Events - Colloquia & Seminars
CCIS Colloquium Spring 2005
Low-Power Wireless Links Properties:
Modeling and Applications in Sensor Networks
Speaker: Alberto Cerpa (UCLA)
Date: April 8, 2005
Talk: 2:00 pm, 366 WVH
Abstract
Advances in low-cost, low-power micro-sensor and radio design have led to active research in large-scale networks of small, wireless, low-power sensors and actuators. Radio communication is one of the critical components in any wireless distributed systems, but wireless sensor networks make extensive use of communications in order to perform the coordinated sensing tasks. These systems will be deployed in many environments the present very harsh conditions for wireless communication using low-power radios, including multipath/fading effects, reflections from obstacles, and attenuation from foliage. Moreover, recently several landmark wireless sensor network deployment studies clearly demonstrated a large discrepancy between experimentally observed communication properties and properties produced by widely used simulation models.
New approaches and models are required to deal with vagaries of the communication channel. In the first part of this talk, I motivate the need for precise wireless link characterization and describe the methodology used to collect extensive experimental data traces, using different hardware, in different environment, under systematic varied conditions. I perform statistical analysis on the data and provide sound foundations for our conclusions by extracting relationships between location (e.g distance) and communication properties (e.g. reception rate) using non-parametric statistical techniques. The objective is to provide a probability density function that completely characterizes the relationship. Furthermore, I study individual link properties and their correlation with respect to common transmitters, receivers and geometrical location. Using the modeled communication properties, we develop a series of wireless network models that produce networks of arbitrary sizes with realistic properties. I use an iterative improvement-based optimization procedure to generate network instances that are statistically similar to empirically observed networks. I evaluate the accuracy of the conclusions using our models on a set of standard communication tasks, like connectivity maintenance and routing.

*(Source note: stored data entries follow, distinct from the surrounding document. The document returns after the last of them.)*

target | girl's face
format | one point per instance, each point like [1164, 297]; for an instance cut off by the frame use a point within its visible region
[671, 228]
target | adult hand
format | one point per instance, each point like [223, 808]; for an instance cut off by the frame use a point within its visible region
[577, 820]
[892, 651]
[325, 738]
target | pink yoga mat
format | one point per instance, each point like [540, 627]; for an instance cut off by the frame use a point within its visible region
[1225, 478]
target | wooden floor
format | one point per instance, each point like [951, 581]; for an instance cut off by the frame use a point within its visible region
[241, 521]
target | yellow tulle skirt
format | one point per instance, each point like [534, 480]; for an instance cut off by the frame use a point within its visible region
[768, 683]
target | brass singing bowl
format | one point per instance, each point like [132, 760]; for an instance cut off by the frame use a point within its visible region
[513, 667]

In the second part of this talk, I describe more deeply the temporal properties of links in low power wireless communications. I investigate short term temporal issues, like lagged autocorrelation of individual links, lagged correlation of reverse links, and consecutive same path links. I also study long term temporal aspects, gaining insight on the length of time the channel needs to be measured and how often we should update our models. In addition, I explore how statistical temporal properties impact routing protocols. I analyze one-to-one routing schemes and develop new routing algorithms that consider autocorrelation, and reverse link and consecutive same path link lagged correlations. I have developed two new routing algorithms for the cost link model: (i) a generalized Dijkstra algorithm with centralized execution, and (ii) a localized distributed probabilistic algorithm.
Finally, I describe all the insight obtained by analyzing all these data, and propose new research direction for network protocol and system designers of sensor networks.
Biography
Alberto Cerpa is a Ph.D. candidate in Computer Science at the University of California, Los Angeles (UCLA), working under the supervision of Professor Deborah Estrin. Since Fall of 2000 he has been working in the Center for Embedded Networked Sensing (CENS) and the Laboratory for Embedded Collaborative Systems (LECS) at UCLA. Cerpa received his M.Sc. in Computer Science from the University of Southern California (USC) in 2000, his M.Sc. in Electrical Engineering from the University of Southern California (USC) in 1998, and his Engineer Degree in Electrical Engineer from the Buenos Aires Institute of Technology, Argentina in 1995.
Alberto Cerpa interests lie broadly in the computer networking and distributed systems areas. His recent focus has been systems research in wireless sensor networks, with emphasis in wireless radio channel measurement and characterization, network self-configuration, topology control, routing algorithms, programming models, and development of wireless testbeds. He is also interested in Internet protocols and operating systems issues. In the past, he has been involved in active networking, mobile IP, and protocol design and verification research.